Der Bau der völkerrechtswidrigen Siedlungen wurde intensiviert. Vielfältige Reisebeschränkungen und Bewegungshindernisse schnüren die Bewegungsfreiheit ein und machen eine nachhaltige wirtschaftliche Entwicklung unmöglich. [..]

Gewalt und Willkür Israels unterminieren seit Jahrzehnten die Dialog- und Kompromissbereitschaft auf palästinensischer Seite. [..]

Die 1,5 Millionen PalästinenserInnen im Gazastreifen sind faktisch eingesperrt. [..]

Der Bevölkerung, zur Hälfte Kinder und Jugendliche, wird systematisch eine nachhaltige Entwicklung unmöglich gemacht. Die Blockade hat ein Ausmaß an menschlichem Leid hervorgerufen, das die VN als eine ‘Krise der Menschenwürde’ bezeichnen.

Die Blockade des Gazastreifens ist eine Kollektivstrafe und damit völkerrechtswidrig. [..]

Die Isolation stärkt radikale IslamistInnen [!] und schwächt die Arbeit der Vereinten Nationen im Gazastreifen. [..]

Der Gazakrieg Anfang 2009 hat die Ausgangslage für eine friedliche Konfliktregelung weiter verschlechtert.”

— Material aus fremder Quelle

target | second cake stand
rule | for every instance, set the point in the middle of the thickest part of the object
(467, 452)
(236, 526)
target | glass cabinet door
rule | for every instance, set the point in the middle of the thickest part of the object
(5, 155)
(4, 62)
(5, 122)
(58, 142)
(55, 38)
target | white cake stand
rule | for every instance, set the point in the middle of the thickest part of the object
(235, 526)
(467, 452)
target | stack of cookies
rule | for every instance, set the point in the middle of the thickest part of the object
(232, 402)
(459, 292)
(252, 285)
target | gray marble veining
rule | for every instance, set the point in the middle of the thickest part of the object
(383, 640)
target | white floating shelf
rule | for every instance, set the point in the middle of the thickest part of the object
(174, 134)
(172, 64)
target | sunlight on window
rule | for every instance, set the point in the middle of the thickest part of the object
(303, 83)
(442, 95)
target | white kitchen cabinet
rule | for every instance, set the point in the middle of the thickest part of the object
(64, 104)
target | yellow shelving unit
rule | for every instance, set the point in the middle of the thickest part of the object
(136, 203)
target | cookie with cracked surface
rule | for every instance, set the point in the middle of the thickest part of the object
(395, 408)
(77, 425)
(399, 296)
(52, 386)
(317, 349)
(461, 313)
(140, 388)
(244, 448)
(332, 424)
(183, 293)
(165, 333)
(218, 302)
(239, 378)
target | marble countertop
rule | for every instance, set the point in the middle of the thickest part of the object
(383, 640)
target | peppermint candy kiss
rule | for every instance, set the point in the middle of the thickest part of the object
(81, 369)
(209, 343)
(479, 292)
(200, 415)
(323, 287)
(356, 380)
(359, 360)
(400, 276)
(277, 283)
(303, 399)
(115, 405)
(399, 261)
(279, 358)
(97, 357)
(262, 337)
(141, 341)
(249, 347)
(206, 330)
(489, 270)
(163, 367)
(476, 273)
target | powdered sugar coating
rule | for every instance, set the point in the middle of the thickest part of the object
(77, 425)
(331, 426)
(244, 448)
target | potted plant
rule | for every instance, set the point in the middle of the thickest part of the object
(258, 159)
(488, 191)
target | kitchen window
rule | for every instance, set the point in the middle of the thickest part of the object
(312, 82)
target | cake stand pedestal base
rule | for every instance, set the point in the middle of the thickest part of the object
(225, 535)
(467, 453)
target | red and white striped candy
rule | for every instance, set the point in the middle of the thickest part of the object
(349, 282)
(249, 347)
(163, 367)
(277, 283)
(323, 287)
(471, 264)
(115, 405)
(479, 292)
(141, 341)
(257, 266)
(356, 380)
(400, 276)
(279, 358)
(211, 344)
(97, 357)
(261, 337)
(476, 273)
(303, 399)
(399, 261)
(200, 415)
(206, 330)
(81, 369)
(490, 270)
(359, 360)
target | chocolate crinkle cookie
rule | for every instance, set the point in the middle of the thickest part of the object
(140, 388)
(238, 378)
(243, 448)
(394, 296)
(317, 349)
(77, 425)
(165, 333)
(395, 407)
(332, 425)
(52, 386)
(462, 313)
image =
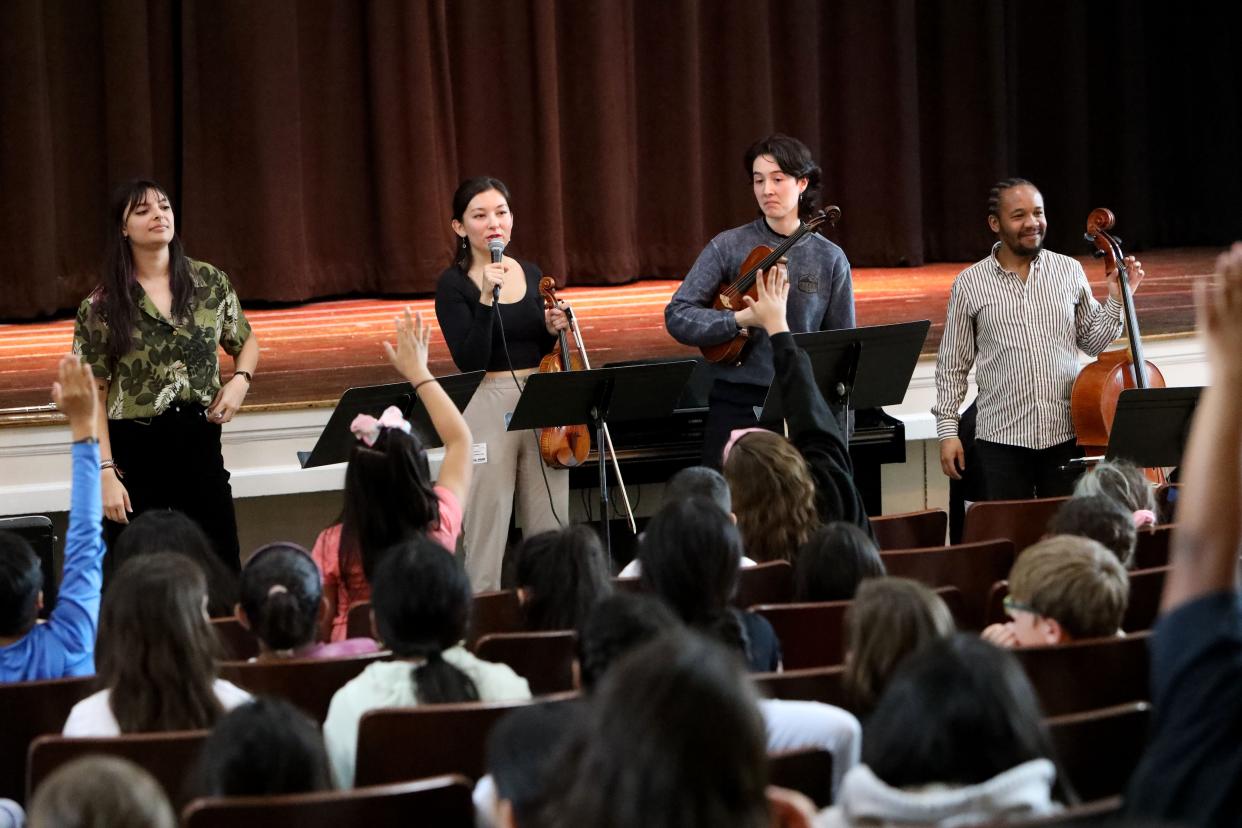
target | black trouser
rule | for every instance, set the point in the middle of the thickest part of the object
(173, 462)
(1016, 473)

So und nicht anders sind die Fakten. Und wenn nicht nur die Partei der Arbeiterklasse und die Partei der kritischen Intelligenz in Deutschland, sondern unter anderem auch die UNO, die EU-Kommission, die kulturelle Elite von Hollywood bis zum Prenzlauer Berg, die fortschrittlichen Medien, die New York Times, die Administration Obama und die „Deutsche Stimme“ der NPD es so sehen, dann muss es ja auch so sein.

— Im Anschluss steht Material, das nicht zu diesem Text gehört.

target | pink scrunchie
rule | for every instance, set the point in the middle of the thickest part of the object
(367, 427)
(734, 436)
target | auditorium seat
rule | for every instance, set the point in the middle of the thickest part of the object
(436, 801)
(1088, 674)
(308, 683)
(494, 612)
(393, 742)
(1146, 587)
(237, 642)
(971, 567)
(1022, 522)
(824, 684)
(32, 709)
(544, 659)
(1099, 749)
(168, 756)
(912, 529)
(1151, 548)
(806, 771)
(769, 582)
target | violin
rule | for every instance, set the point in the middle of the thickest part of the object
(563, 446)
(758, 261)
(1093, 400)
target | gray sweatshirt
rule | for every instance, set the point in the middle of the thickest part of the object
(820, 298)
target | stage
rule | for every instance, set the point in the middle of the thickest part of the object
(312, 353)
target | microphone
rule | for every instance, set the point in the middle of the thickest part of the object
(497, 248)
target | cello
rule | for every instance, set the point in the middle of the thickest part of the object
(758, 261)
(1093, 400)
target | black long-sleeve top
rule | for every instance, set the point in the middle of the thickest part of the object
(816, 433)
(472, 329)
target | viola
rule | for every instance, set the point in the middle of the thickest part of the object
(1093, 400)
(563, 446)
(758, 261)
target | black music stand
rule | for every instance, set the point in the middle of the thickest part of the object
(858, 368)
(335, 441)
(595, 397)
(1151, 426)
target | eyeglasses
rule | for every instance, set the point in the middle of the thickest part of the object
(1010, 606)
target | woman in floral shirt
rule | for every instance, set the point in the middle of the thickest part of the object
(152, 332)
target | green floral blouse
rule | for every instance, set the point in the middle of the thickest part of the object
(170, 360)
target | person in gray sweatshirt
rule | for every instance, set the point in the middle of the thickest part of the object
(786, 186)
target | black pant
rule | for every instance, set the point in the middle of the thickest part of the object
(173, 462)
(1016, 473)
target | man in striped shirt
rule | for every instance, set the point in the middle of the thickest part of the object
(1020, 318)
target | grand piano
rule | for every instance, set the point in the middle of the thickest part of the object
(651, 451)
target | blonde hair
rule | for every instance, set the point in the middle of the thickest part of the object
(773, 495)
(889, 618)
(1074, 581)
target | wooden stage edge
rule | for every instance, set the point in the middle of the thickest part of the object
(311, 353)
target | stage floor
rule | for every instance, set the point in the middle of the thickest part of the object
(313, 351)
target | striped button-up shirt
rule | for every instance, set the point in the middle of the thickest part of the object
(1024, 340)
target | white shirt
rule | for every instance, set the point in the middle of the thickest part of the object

Wir können dem Zentralrat im Interesse der Stabilität des Geduldsfadens der fortschrittlichen Kräfte im Lande, die ab 2013 an der Regierung sein werden, nur wärmstens empfehlen, eine konsensfähige Persönlichkeit zur Nachfolgerin von Charlotte Knobloch zu nominieren – eine Persönlichkeit, mit der etwa auch der Genosse Norman Paech, die Genossin Claudia Roth, der Genosse Yavuz Özuguz oder die Kameraden Detlef Nolde, Reinhold Oberlercher usw. leben könnten: Wir hätten dabei konkret etwa an die Genossin Evelyn Hecht-Galinski oder den Genossen Abraham Melzer gedacht.